One of the major problems with the intellectual commentary class is that 90% of them are college-educated (about half probably have some graduate education). In contrast, about 1/3rd of the public is college-educated. About half the employees at The New York Times and The Wall Street Journal are graduates of elite universities.
This isn’t that much of an issue when you think about who consumes a lot of this public commentary: the subscriber to The New York Times is much more similar to the commentariat class than the American public. The problem is when there are non-quantitative attempts to understand general society. The recent feature on “middle-class” families in The New York Times is a case in point. The families in question had household incomes which ranged from $100,000 to $400,000 per year.

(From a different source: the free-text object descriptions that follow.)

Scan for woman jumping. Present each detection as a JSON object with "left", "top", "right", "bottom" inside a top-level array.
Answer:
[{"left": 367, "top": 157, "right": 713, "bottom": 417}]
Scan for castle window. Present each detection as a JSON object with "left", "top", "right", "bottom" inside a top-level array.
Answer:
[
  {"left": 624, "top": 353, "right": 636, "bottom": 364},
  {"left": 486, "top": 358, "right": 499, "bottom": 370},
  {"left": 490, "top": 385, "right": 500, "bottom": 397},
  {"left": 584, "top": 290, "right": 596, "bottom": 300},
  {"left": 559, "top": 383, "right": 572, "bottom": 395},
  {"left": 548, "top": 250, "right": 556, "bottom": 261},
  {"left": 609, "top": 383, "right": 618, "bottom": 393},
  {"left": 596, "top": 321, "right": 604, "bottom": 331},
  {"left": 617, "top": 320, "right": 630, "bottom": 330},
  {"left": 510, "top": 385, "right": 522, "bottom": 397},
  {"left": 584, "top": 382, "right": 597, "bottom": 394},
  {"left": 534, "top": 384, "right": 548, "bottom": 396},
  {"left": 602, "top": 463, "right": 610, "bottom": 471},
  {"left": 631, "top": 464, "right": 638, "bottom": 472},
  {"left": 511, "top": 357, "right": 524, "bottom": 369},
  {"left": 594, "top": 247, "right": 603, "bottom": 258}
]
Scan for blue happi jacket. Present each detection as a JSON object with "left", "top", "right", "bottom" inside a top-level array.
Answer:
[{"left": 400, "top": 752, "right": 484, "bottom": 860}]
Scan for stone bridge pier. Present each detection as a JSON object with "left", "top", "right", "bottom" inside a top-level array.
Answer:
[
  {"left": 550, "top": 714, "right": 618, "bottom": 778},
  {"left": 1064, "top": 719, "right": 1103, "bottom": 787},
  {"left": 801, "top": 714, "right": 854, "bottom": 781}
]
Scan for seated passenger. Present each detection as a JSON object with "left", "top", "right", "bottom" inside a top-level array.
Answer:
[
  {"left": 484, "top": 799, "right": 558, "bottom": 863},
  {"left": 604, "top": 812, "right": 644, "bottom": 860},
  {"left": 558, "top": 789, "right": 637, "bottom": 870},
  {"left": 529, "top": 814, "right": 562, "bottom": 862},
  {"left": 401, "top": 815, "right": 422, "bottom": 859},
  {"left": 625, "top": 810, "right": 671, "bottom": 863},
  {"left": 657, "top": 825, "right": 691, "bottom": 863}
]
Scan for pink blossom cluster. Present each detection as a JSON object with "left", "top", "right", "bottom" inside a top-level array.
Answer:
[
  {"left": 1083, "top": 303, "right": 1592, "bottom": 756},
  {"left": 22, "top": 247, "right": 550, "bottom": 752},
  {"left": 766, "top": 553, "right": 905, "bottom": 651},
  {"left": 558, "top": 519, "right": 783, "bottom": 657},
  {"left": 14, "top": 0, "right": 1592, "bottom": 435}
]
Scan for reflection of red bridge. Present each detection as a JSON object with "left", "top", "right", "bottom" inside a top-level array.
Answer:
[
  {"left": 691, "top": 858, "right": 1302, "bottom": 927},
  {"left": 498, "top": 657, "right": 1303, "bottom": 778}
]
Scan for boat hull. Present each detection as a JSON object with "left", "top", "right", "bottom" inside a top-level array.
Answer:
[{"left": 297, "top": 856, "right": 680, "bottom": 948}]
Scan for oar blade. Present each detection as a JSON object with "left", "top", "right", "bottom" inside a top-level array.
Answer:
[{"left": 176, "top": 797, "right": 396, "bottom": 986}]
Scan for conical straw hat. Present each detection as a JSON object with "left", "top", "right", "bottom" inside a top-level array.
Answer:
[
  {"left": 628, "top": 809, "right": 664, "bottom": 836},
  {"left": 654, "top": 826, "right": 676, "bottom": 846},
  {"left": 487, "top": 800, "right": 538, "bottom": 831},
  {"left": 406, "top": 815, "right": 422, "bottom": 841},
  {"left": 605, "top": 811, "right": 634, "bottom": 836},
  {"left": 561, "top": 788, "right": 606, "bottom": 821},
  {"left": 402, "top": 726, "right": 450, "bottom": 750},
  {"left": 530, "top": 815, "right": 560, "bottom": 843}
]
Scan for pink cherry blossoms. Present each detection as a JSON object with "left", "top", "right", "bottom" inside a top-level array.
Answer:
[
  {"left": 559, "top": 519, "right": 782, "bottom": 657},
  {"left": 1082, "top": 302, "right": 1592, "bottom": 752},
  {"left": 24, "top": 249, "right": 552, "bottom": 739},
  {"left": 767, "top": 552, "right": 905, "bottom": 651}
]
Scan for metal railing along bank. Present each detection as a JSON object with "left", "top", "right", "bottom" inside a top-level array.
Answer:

The census will tell you that the median household income in the United States of America is $59,000. The median household income in the New York City area is $50,000 (the feature was more about the lower end of the upper-middle-class).
From what I can tell the pundit class and pundit adjacent class have a weak “feel” for this reality of the median American. The successful ones make considerably more than the median and feel under-compensated in relation to other professionals of similar education or stature. Those starting out or marginally employed aspire to career peak salaries higher than the American median and mean per capita of $30,000 and $50,000 respectively.
Though on some level you can judge someone’s income by the type of car they drive, where they live, and the clothes they wear, it is not as visible and present in the room as someone’s race or gender. When I was in graduate school many years ago people who were from lower to lower-middle-class backgrounds would sometimes gripe to me privately about the tone that some of their peers took toward the stipend and benefits of Ph.D. students. In this case, it meant a stipend somewhat higher than $25,000 a year, with relatively good health insurance. Obviously everyone wants to make more money to study what they love, but students from upper-middle-class backgrounds, in particular, expressed total contempt at the level of the stipend. Students from lower to lower-middle-class backgrounds, in contrast, came from families where their parents may not even have made as much as their graduate stipend (with minimal to no benefits). The students from less economically advantaged backgrounds were more dependent on their stipend for obvious reasons (e.g., no family support), but they also felt somewhat aggrieved with the way that those from more affluent backgrounds talked about the money as if it was less than nothing.
The issue here is that graduate students dress and live in a particular way that is not very class differentiated, and class origin is not a visible characteristic. In the United States for various reasons, it is not common to speak openly and frankly to non-intimates about your class background, past or present. At academic seminars, a lack or skew of racial or gender diversity is immediately obvious, even if unspoken. In contrast, the very likely fact of skew of class or social origin is not visible. There are cases where two people are peers, and one of them is married to a professional (e.g., I knew a graduate student married to a CPA), and the other is also married, but has a stay at home spouse with a child (again, I knew people like this). These two peers have very different lives in terms of the economic resources available.
Going back to the bigger picture, the reason that the American pundit class doesn’t talk about class in a non-parochial manner is that it’s not salient. Even though much of the pundit class lives a racially self-segregated life (for example, most of the weddings on The New York Times announcements are racially endogamous), they are self-aware of this fact more or less. They have a feel for how self-segregated they are because the public spaces they often transit through are diverse in a way that their social or professional lives are not.
In contrast, struggling writers in New York City have less of a visceral feel for the reality that their existence as someone who graduated from a selective university and has some family resources to “jump-start” their career by doing things like put down a deposit on an apartment in an expensive area is not typical (writers from deprived backgrounds may not talk about it, especially with their colleagues who talk about their parents’ summer homes). Very atypical in fact. Intuition derives somewhat from experience. Without the experience the intuition is just off.